Diplômes de l’Ecole nationale d’administration (ENA). / ENA

La proposition est pour le moins « disruptive ». C’est une alternative à la prestigieuse Ecole nationale d’administration (ENA) que préconise de créer Jean-Louis Borloo, dans son rapport sur les banlieues remis au gouvernement, jeudi 26 avril : une « académie des leadeurs », qui mènerait elle aussi aux plus hauts postes de la fonction publique. Cette nouvelle grande école permettrait de s’attaquer à l’un des travers de l’ENA régulièrement dénoncé, celui de l’homogénéité de ses diplômés, avec l’entre-soi qui en découle au sein de l’élite de l’Etat. « De fait, nous passons à côté d’extraordinaires talents ou caractéristiques différentes de notre jeunesse et notamment des quartiers populaires », constate l’ancien député-maire de Valenciennes.

Avec 500 jeunes « à très haut potentiel » recrutés par an, sur la base d’un concours tout aussi sélectif que chez son aînée (une place pour dix candidats), réunissant des épreuves portant sur le leadership, les capacités de raisonnement, de travail en équipe, ou encore digitales, cette académie aurait plusieurs particularités rares dans l’univers des grandes écoles. Comme à l’ENA, les élèves bénéficieraient du statut de fonctionnaire stagiaire, avec 1 700 euros brut par mois durant leur scolarité et une obligation de service à la sortie de dix ans dans la fonction publique. La formation s’étalerait sur trois ans, mêlant les « meilleurs modules de formation, en France et en Europe », prévoit le rapport, avec six mois au minimum à l’étranger, et six mois dans l’administration ou les entreprises.
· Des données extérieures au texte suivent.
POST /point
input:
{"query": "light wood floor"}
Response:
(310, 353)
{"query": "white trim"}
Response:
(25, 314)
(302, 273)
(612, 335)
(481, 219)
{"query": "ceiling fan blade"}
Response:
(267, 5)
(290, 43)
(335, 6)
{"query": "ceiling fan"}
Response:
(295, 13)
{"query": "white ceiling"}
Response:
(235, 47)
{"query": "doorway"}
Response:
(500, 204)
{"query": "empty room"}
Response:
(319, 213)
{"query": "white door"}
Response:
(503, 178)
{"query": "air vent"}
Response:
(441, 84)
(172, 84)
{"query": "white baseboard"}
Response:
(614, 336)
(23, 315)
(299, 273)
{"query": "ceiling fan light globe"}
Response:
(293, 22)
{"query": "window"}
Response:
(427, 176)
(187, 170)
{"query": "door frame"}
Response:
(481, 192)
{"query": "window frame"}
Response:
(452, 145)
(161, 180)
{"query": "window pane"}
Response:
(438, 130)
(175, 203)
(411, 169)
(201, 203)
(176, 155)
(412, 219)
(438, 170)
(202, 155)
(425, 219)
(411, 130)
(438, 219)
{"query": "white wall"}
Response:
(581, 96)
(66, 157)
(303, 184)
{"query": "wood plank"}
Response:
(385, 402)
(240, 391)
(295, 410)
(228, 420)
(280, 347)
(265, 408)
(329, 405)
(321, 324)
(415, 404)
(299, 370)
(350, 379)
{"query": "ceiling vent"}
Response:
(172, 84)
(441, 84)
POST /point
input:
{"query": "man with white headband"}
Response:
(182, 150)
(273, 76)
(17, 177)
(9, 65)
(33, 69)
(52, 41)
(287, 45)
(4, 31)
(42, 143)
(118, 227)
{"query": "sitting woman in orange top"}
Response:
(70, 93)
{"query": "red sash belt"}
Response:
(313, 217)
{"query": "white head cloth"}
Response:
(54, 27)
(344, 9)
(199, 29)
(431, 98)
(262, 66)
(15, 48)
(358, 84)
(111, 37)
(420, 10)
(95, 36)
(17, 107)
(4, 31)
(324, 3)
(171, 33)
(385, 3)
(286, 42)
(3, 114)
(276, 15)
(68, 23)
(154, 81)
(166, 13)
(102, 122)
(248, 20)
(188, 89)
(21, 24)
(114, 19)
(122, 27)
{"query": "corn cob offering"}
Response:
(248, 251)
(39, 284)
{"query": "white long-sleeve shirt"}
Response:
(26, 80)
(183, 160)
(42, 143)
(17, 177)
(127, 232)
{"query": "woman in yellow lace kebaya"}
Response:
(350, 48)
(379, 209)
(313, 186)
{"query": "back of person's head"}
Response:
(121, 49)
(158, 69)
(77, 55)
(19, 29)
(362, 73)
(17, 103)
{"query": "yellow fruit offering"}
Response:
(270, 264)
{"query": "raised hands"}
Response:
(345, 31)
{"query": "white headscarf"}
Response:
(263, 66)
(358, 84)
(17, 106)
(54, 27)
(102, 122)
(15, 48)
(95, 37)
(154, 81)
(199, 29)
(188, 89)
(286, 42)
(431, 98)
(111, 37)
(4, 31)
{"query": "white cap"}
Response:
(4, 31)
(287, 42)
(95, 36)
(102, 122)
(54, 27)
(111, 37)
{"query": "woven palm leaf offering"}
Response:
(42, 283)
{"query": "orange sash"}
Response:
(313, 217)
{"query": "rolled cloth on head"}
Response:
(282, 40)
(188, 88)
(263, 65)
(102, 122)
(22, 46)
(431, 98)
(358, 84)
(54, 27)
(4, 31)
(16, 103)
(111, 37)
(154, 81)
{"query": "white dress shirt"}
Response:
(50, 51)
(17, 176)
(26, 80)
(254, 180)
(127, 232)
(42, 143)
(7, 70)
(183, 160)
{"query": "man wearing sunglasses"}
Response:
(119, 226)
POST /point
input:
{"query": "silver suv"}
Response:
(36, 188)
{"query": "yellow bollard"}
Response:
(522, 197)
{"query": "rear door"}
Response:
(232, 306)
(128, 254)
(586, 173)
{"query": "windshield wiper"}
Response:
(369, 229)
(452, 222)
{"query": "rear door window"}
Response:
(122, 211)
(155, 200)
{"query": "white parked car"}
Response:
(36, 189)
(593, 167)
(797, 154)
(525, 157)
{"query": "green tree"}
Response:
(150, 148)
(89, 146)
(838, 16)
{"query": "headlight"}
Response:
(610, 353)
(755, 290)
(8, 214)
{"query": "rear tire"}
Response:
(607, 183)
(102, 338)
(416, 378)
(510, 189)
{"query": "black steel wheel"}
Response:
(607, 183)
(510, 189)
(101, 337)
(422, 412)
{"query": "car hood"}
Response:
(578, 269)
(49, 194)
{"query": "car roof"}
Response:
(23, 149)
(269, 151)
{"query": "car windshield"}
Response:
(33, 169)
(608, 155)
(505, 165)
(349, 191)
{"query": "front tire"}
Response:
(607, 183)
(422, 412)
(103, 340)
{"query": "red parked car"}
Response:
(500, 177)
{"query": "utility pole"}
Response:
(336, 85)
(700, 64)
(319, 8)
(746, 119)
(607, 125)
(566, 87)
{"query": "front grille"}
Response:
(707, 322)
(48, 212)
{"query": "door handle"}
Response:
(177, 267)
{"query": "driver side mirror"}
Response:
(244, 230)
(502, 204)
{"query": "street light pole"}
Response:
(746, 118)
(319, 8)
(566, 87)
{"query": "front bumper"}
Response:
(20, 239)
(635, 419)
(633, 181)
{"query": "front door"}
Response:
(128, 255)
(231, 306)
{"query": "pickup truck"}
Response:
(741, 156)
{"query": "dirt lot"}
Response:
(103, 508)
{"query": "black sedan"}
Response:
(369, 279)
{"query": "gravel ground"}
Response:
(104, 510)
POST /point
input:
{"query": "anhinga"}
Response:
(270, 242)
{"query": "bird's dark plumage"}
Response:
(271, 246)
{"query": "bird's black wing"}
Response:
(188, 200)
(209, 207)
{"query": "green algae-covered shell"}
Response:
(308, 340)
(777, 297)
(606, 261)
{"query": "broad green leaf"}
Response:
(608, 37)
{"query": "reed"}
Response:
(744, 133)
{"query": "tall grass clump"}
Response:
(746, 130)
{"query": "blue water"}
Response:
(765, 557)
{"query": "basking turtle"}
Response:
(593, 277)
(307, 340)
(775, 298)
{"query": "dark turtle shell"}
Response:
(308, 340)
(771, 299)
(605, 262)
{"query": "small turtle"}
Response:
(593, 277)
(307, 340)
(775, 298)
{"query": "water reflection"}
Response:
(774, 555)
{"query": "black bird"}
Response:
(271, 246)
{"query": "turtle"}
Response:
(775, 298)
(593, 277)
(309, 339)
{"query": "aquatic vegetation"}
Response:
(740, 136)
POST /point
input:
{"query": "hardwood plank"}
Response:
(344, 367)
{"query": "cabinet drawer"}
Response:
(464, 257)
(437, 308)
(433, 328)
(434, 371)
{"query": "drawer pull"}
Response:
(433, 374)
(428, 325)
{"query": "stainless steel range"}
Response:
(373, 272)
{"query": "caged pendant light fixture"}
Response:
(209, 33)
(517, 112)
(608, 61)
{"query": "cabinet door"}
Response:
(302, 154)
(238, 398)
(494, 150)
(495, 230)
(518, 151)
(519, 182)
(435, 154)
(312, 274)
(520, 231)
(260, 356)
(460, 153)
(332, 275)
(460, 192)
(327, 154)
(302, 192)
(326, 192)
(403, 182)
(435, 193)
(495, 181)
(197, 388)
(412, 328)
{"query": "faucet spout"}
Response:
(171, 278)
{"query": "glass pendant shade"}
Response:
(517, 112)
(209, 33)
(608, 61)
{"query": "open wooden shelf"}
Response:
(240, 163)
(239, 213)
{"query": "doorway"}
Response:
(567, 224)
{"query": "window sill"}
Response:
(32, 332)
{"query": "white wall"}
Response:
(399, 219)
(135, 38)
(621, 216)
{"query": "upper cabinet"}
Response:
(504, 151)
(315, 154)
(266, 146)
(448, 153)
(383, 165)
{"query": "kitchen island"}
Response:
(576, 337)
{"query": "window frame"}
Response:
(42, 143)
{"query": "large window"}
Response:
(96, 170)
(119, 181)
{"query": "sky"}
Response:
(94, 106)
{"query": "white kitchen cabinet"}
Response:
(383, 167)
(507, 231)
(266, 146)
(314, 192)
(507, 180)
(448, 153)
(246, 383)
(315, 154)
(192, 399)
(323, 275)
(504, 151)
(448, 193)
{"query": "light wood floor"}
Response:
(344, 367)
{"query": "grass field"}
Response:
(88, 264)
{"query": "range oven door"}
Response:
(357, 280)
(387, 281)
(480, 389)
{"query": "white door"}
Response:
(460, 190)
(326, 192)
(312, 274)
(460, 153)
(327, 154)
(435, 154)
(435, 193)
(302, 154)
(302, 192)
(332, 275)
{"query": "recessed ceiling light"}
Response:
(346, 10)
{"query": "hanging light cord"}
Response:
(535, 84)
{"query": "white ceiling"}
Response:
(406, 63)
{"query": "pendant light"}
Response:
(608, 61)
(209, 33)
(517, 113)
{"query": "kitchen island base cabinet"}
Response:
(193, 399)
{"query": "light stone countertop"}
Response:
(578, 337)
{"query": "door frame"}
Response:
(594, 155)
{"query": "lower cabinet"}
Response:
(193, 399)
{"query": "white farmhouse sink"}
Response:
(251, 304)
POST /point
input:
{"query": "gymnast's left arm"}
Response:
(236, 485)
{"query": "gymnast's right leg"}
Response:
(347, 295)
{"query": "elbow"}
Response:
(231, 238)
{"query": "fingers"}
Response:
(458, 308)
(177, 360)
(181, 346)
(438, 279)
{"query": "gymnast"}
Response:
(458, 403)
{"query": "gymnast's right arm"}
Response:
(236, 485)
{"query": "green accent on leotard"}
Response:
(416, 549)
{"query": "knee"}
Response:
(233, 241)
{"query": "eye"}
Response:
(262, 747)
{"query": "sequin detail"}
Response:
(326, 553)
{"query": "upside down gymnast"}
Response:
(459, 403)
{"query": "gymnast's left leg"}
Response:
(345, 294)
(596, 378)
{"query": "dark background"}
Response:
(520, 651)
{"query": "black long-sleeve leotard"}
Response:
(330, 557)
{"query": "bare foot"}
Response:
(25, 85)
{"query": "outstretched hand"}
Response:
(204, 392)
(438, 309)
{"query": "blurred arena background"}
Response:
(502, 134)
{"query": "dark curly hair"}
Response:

Aucun diplôme préalable demandé

En revanche, la sélection à l’entrée s’opérerait… sans aucun diplôme préalable demandé. Une disposition qui pourrait avoir un certain succès dans les rangs macroniens, où l’école d’informatique « 42 » [créée par Xavier Niel, actionnaire à titre personnel du Monde], dans laquelle on peut entrer sans le bac, est régulièrement citée en exemple.

Autre caractéristique originale qui ne devrait pas manquer de faire débat : cette nouvelle voie d’accès aux grands corps de la fonction publique serait réservée, « dans un premier temps, aux jeunes des quartiers prioritaires, s’élargissant par la suite », prévoit Jean-Louis Borloo. L’une des seules procédures d’entrée équivalente dans l’univers des grandes écoles publiques, très attaché au système du « concours républicain » sans aucune discrimination positive d’aucune sorte - les « conventions ZEP » de Sciences Po, réservées aux lycéens d’établissements de quartiers prioritaires partenaires – ont provoqué des débats houleux lors de leur création au début des années 2000.

Reste la question du coût d’un projet d’une telle ampleur. En partant de l’idée que les instituts régionaux d’administration (IRA) seront les chevilles ouvrières pour organiser cette nouvelle formation et son recrutement, Jean-Louis Borloo évalue son financement à 60 millions d’euros par an, « en rythme de croisière ». Une enveloppe non négligeable, à l’heure où le monde universitaire ne cesse de dénoncer le manque de moyens, dont il souffre.